Слова не имеют значения. Я умею прочесть на лице человека непоправимое, я знаю выражение, с которым вам говорят однажды, что это случилось с вашей матерью, с любимым синим псом, с теми, кого вы любите, или с теми, кого вы не знали, но кто был очень дорог другому человеку, — раз у него сейчас такое лицо.
Умберто не понимает. Петер только вылез из ямы и сделал два шага в сторону, погреться на солнце и поесть сухофруктов. Они помахали друг другу. Через минуту Петер просто исчез. Осталась только россыпь фруктов на льду возле лаза —- курага, изюм, варежка и больше ничего. Умберто не понимает, что случилось.
Джио ничего не смог сделать. Он спустился в расселину, ему пришлось вбивать колья, потому что она уходила еще ниже, привязать еще одну веревку, чтобы погрузиться в центр мира, где голубой лед становится черным. Мы молча ждали на поверхности. Он вылез и покачал головой. Я крикнул ему, чтобы он снова шел вниз. Мы же не бросим Петера просто так, он ведь наверняка ждет нас, как Корка в западне, как орел в терновнике, он ждет, что мы придем и вызволим его, что мы...
— Хватит.
Умберто сказал, не глядя на меня. Разлом слишком глубок, гора отомстила.

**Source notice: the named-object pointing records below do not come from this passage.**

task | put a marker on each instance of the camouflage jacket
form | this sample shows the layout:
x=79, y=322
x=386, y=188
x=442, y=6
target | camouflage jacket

Петер умер. Как ни пытайся сказать иначе, смысл один и тот же. Банально, заезжено, истрепано почти до ветхости, до всхлипа на серых ступенях подъездов или на пороге спален, забывших о солнечных лучах. Умер за родину. Умер от того, от сего. Умер ни за что ни про что. Но умер — несомненно. Эти слова нужно повторять, я знаю. Даже если их сказали, все равно не веришь, потому что причины неубедительны. Поэтому я выкрикиваю эти слова, выкидываю на холод. Никто не слышит, но где-то кому-то придется в них поверить.
Петер умер.
Я кляну пустоту и снежную белизну, которая сводит нас с ума и морочит всех, людей и животных. Я знаю, что призма откроет спрятанные в ней цвета, но сколько ни твержу себе, что белизна — зародыш радуги, я все равно не могу ей простить. Моя ошибка — нет, вина: я счел, что мы способны с ней тягаться.
Воздушное погребение, кремация, захоронение. Хищники, огонь, земля. Мы палеонтологи. Мы знаем все ритуалы, изобретенные людьми для прощания с мертвыми, чтобы живые тоже не посыпались в бездну. Мы знаем их все и знаем многое другое. Но как прощаться с Петером в этом краю костей и стужи, на ничьей земле? Наш крошечный народец, сообщество из трех человек, не очень понимает. За отсутствием прецедента все приходится выдумывать самим. Мы палеонтологи, но наши знания сейчас бесполезны.
Мы сложили его вещи на краю разлома. В памяти всплывают обрывки мессы: похороны матери, пухлая губа Лаверна, которая тараторит латынь, словно комментирует футбольный матч, mors stupebit et natura, — и кубок достается «Звезде Франции», которая одержала победу над «Красной звездой», cum resurget creatura, со счетом 3:1, отличная игра, ребята, — да стой ты, блин, прямо, — говорит мне Командор, исподтишка отвешивая подзатыльник, а у меня дрожат ноги, — но что вы хотите? Мне девять с половиной лет, и я уже час стою в холодной церкви. Прости меня, мама, прости, Петер, вы видите, я стою прямо. Меа culpa, теа maxima culpa.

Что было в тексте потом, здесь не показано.